What happens when you spend twenty years teaching teenagers about family dysfunction in literature, and then stumble into a book about family dysfunction that feels like it was written by someone who actually gets it?
You listen to the whole thing while grading midterms. That's what happens.
I picked up The Chicken Sisters because Denise and I were driving to visit her mother in Wisconsin, and I needed something light enough that I wouldn't miss plot points while she pointed out every barn we passed. (She loves barns. I love her. We compromise.) What I got was twelve hours of small-town Kansas family drama that hit way closer to home than expected - and not just because I grew up in a town where everyone knew whose grandmother had beef with whose great-aunt over a pie recipe from 1947.
The Voice in My Head (Times Two)
Here's the thing about dual narration that most audiobooks get wrong: they treat it like a gimmick. Two narrators! Fancy! But then both voices blend together and you forget who's who by chapter three.
Not here. Cassandra Campbell and Xe Sands do something genuinely smart - they make you feel the difference between Amanda and Mae before you even register it consciously. Campbell brings this warmth to Amanda, the sister who stayed home, married the "wrong" guy, and got stuck playing peacekeeper between two feuding chicken restaurants. There's a tiredness in her voice that isn't sleepy - it's the exhaustion of someone who's been holding things together for years while everyone else gets to have opinions about her choices.

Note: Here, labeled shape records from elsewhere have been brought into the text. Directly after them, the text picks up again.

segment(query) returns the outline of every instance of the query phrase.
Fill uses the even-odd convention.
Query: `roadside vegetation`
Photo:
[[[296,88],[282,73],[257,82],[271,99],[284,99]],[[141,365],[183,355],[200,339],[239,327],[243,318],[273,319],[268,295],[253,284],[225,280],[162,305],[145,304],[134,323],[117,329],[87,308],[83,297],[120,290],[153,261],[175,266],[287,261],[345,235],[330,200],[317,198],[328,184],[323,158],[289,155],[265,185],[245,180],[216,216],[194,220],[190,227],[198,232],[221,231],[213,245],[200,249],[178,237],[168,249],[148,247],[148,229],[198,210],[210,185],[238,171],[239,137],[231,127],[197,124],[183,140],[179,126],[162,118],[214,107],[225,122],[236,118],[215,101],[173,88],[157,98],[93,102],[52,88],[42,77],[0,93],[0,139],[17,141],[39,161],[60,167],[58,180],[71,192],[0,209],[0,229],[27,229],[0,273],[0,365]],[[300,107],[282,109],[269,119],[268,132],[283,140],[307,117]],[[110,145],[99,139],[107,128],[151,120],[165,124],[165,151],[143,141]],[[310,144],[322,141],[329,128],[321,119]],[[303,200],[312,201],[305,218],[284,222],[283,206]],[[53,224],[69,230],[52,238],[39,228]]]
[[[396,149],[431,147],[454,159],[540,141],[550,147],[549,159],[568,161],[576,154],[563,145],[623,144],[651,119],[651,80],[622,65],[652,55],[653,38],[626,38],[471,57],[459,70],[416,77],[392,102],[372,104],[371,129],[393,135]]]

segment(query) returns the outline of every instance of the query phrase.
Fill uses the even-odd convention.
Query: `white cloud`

And Sands? She makes Mae - the Brooklyn organizational guru who fled Kansas and built a whole brand around having her life together - somehow sympathetic even when Mae is being insufferable. That's not easy. Mae is the kind of character my students would call "annoying" in their reading responses, and they wouldn't be wrong. That same tension between ambition and authenticity runs through Lean In: Women, Work, and the Will to Lead, though Sandberg's approach is less fictional chicken restaurant, more corporate boardroom. But Sands finds the insecurity underneath the polish. You hear it in the slight hesitation before Mae's most confident pronouncements.
This is why we still read - or listen to - stories about sisters. The dynamics are universal. The petty rivalries. The old wounds that never quite heal. The way you can love someone and want to strangle them in the same breath.
When the Narrative Shifts
Look, I'm not going to pretend this book reinvents the wheel. It's a Reese's Book Club pick, which means it's designed to be enjoyable and accessible and probably make you cry once or twice while feeling good about humanity. The plot involves a reality TV show called Food Wars, which - okay, yes, that's a bit on the nose. The family secrets that emerge are exactly the kind of secrets you expect to emerge in this type of story.
But here's what KJ Dell'Antonia understands that a lot of contemporary fiction misses: the stakes don't have to be life-or-death to feel real. Amanda and Mae aren't fighting over an inheritance or a dark trauma. They're fighting over fried chicken and family loyalty and the fundamental question of whether leaving home makes you a traitor or staying makes you a coward.
I've had this argument with my own brother. Different context - he became a lawyer in New York, I stayed in Chicago teaching Faulkner to kids who'd rather be on TikTok - but the underlying tension? Identical. Who gets to claim the family legacy? Who abandoned it?
The prose deserves to be savored here. Dell'Antonia writes dialogue that sounds like actual people talking, which is rarer than you'd think. The audiobook format lets that shine. Campbell and Sands lean into the rhythms of Midwestern speech patterns without making it a caricature.
The Slow Burn That Paid Off
I'll be honest: there are stretches in the middle where the pacing drags. Around hour six, I found myself grading papers more than listening. The Food Wars setup takes a while to really get going, and some of the side characters feel underdeveloped. (Mae's love interest, in particular, exists mostly to be handsome and supportive. My students would hate this. I... didn't mind it, actually.)
But when the emotional payoffs come, they land. There's a scene near the end between the sisters that made me pull over the car because I couldn't see the road clearly. Denise thought something was wrong. I had to explain I was crying over fictional fried chicken. She was very understanding about it.
The narrators sell these moments completely. No melodrama. Just honest, earned emotion.
Would I Listen Again?
Probably not cover to cover - it's not that kind of book. But I've already recommended it to three colleagues who have complicated relationships with their siblings. It's comfort food in audiobook form. Warm, familiar, and exactly what you need when you're tired of books that try too hard to be Important.
Worth pausing the faculty meeting for? Absolutely. (Sorry, Principal Martinez.)